I spent the last three days on a Journeyman trip to visit Ken Auer and his team at Rolemodel Software in Holly Springs, NC. I first met Ken at SCNA and after hearing his heart for apprenticeship and living an integrated life I’ve been looking for an opportunity to visit ever since.
I arrived late Sunday night and settled into the Rolemodel guest room (which doubles as the Rolemodel break room). Ken has build a new facility that has shortened his commute to the 20 steps from the upper level where he lives with his family to the lower level where the Rolemodel Software team does it’s work.
After a short but sound sleep in the guest / break room, I joined Ken in the morning pairing on one of his rails projects. This particular application began life as a Spree implementation, but has since gained more and more custom code and functionality.
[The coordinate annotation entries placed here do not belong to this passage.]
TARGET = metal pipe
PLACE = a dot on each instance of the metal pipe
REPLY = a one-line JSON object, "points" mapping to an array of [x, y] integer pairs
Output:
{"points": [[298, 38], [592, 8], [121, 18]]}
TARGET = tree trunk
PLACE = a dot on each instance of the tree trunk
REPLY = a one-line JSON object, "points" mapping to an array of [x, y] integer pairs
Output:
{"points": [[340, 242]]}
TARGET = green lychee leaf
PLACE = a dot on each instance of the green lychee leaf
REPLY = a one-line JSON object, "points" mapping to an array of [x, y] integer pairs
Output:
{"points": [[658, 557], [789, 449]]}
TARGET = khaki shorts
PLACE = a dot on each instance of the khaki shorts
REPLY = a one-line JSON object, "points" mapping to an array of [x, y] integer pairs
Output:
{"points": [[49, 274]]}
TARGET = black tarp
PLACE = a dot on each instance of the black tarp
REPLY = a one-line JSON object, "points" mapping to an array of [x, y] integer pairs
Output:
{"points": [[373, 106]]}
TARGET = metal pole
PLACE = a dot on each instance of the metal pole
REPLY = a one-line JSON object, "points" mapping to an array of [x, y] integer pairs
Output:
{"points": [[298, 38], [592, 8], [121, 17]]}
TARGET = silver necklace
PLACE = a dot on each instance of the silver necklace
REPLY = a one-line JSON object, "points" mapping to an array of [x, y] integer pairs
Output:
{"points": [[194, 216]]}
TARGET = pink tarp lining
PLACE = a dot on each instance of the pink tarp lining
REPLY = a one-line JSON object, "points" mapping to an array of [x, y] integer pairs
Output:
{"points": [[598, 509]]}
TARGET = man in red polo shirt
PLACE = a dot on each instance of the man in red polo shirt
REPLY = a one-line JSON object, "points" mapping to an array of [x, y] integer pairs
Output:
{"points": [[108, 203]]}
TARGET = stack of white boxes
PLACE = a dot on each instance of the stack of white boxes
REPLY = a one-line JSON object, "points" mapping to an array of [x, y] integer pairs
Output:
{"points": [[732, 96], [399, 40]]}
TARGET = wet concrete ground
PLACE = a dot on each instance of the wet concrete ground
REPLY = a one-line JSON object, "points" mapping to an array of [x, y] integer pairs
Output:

Ken explained to me the interesting place that this project is in. Ken referred to it is as a pivot point, which he says is a lean startup term. The entrepreneur launched with one business plan in mind, but what people are using the most is only a small part of that orginal plan.
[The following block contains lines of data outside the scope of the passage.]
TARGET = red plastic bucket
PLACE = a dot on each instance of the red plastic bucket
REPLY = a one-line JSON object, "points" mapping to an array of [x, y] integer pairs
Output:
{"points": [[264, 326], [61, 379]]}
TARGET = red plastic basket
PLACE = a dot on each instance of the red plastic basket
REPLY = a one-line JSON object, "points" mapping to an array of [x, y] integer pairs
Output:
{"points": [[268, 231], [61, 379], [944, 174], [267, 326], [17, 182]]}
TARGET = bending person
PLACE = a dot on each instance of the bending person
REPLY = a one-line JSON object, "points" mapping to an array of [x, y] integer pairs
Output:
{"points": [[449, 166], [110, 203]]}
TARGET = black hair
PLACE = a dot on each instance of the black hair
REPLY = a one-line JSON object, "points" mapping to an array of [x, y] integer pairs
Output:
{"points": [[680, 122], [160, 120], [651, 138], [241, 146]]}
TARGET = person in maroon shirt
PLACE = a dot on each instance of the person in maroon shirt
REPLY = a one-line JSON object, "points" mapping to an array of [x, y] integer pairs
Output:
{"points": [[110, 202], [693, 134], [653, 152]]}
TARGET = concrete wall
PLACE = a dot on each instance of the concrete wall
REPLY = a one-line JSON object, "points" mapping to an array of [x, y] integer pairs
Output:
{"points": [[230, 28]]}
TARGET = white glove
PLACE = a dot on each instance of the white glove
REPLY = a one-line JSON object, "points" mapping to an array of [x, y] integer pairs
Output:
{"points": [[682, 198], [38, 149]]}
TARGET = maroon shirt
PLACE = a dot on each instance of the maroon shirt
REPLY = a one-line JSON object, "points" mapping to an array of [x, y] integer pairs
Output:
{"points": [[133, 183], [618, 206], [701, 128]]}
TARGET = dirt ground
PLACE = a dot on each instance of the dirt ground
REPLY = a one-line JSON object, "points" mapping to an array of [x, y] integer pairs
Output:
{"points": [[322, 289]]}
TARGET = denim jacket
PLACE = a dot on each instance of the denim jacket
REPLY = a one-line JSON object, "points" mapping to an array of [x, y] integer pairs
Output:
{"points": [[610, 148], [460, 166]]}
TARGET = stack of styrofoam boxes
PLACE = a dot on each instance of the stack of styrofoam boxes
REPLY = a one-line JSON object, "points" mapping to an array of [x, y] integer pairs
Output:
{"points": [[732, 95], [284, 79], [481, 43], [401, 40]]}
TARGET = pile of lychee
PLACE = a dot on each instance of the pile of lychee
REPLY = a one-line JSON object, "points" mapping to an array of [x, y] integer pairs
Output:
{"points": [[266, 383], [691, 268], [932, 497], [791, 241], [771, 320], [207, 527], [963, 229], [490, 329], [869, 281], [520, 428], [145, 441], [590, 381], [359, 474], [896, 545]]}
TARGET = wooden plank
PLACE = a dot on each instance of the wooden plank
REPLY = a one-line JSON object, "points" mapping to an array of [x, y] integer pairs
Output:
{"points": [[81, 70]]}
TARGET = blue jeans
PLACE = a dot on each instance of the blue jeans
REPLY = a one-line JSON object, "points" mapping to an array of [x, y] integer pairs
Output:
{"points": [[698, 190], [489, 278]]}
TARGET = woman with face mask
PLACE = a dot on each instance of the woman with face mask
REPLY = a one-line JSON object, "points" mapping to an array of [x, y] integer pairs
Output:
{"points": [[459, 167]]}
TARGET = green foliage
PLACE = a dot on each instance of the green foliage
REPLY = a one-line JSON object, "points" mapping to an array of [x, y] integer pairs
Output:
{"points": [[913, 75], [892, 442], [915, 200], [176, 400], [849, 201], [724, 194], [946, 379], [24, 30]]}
So the “pivot” is to refocus on the successful bit, listening to their feedback and growing and expanding that part of the business.
This project was suffering a little from growing pains. Using Spree has made many things difficult and the system is approaching the point of needing an overhaul.
Ken reminded me of the importance of throwing away early prototypes and starting fresh, armed with the knowledge gained from the experiment. It is often hard to do, but eventually those early shortcuts taken to prove out an idea quickly catch up and halt further progress.
I joined Ken and his family upstairs for lunch where they shared with me the stories the many “prototypes” that their lives have tried. I heard about the starting and stopping of Rolemodel Studios, a video production company that involved the entire family.
I heard the baby grand piano in the living room played by Ken’s daughter. I saw the lego constructions of their youngest.
I was impressed with the way that Ken and his wife have listened and observed their children’s interests and talents and created an environment where they could run with those things in a safe and fun journey of self discovery.
Ken’s middle child is currently apprenticed to Rolemodel’s graphics designer, and I watched him being mentored in the afternoons on the tools and practices of good design.
The Auer’s were very gracious by inviting me to share the evening with them. A wonderful meal, a cozy fire, and a family sing-a-long left me inspired.